Stanford Research Reveals AI Legal Tools Susceptible to Generating Inaccurate Data

Thu Jun 13, 2024 - 9:40am GMT+0000

As technology continues to permeate every aspect of professional life, the legal sector is not left behind. Large language models (LLMs) have become integral to tasks that demand heavy information processing, with several companies introducing specialized tools that employ LLMs alongside information retrieval systems to facilitate legal research. These advancements promise a revolution in how legal professionals access and utilize information.

The Promise of AI in Legal Research
Legal research tools powered by artificial intelligence are touted to transform the legal field by providing quicker access to case laws, statutes, and legal precedents. Companies such as LexisNexis and Thomson Reuters have developed AI-assisted research tools that are designed to streamline the process of legal inquiry and response.

However, a new study conducted by Stanford University researchers presents a critical view of these technological advancements. The study, described by the authors as the first “preregistered empirical evaluation of AI-driven legal research tools,” examines the effectiveness of these tools in handling over 200 manually constructed legal queries. The findings reveal that, although AI tools exhibit reduced rates of hallucinations—instances where the AI generates false information—they still occur at significant rates. This poses a substantial challenge to the reliability of these tools in practical legal settings.

Understanding Hallucinations in AI
Hallucination in AI occurs when the system produces information that is not just incorrect but demonstrably false. For legal AI tools, this could mean fabricating case details or misinterpreting legal statutes, which can lead to erroneous legal advice or conclusions. The Stanford study indicates that even with advancements like retrieval-augmented generation (RAG), where the AI fetches relevant documents to inform its responses, the problem persists.

The Limitations of Retrieval-Augmented Generation
RAG is considered a gold standard among enterprises aiming to curb AI hallucinations. Unlike basic LLMs that depend solely on trained data, RAG systems augment the AI’s response capabilities by retrieving pertinent documents to provide a contextual basis for its outputs. However, legal queries often involve complex, multifaceted issues that may not have straightforward answers or documented precedents, making accurate retrieval challenging.
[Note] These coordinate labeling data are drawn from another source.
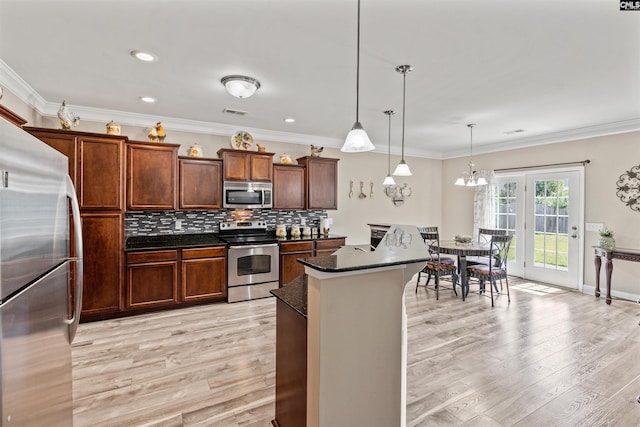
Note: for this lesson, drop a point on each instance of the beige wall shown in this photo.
(610, 157)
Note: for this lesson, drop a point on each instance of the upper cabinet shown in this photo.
(240, 165)
(288, 187)
(152, 172)
(96, 165)
(200, 183)
(321, 182)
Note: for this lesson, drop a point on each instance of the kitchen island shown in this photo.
(355, 370)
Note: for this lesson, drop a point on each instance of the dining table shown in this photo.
(462, 251)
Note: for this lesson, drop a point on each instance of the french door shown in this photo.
(544, 211)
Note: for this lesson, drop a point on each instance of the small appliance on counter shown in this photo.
(252, 260)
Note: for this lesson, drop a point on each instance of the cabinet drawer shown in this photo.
(296, 246)
(139, 257)
(329, 244)
(203, 253)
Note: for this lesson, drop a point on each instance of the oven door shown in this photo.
(252, 264)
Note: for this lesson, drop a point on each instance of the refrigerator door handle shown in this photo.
(77, 228)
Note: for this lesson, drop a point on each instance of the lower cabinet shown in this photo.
(204, 274)
(170, 278)
(152, 278)
(290, 268)
(103, 264)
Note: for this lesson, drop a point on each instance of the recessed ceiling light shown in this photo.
(144, 56)
(510, 132)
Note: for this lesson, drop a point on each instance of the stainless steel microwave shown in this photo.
(247, 195)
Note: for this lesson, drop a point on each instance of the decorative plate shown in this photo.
(242, 141)
(629, 188)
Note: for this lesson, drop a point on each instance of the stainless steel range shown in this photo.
(252, 260)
Key Findings from the Stanford Study:

The tested AI tools showed a hallucination rate of 17-33% across different queries.
Legal AI tools performed better than general-purpose AI systems but still struggled with high rates of inaccuracies.
The complexity of legal queries often exceeds the retrieval capabilities of current AI technologies, leading to potential errors.
Implications for Legal Practice
Despite these challenges, AI-driven tools can still enhance legal research. They serve as valuable starting points that can reduce the initial time spent searching through vast amounts of legal documents. However, the study highlights the need for cautious reliance on these tools, emphasizing the importance of attorney oversight in interpreting and verifying AI-generated information.

Calls for Transparency and Benchmarking
One of the study’s significant advocacies is for greater transparency in the legal AI sector. The closed nature of these AI systems makes it difficult for legal professionals to ascertain when and how to trust their outputs. The researchers argue for public benchmarking of AI tools to foster an environment of trust and reliability, critical to their adoption in sensitive fields like law.

Industry Response
In response to the study, Mike Dahn, head of Westlaw Product Management at Thomson Reuters, expressed support for benchmarking AI solutions but was surprised by the high rate of inaccuracies reported. Thomson Reuters has conducted extensive internal testing and argues that the discrepancies might stem from the nature of the queries used in the Stanford study, which do not commonly arise in regular use of their AI tools.

Pablo Arredondo, VP of CoCounsel at Thomson Reuters, also commented on the study, applauding the initiative and expressing eagerness to explore the findings further. Discussions are underway to develop a consortium involving universities, law firms, and legal tech firms to establish and maintain benchmarks for legal AI applications.

Conclusion
While AI in legal research offers significant potential benefits, the Stanford study underscores the need for ongoing scrutiny and improvement. As AI tools become more embedded in legal practices, ensuring their reliability and accuracy remains paramount. The legal industry’s future will likely depend on achieving a balance between technological innovation and the rigorous standards of legal accuracy and reliability.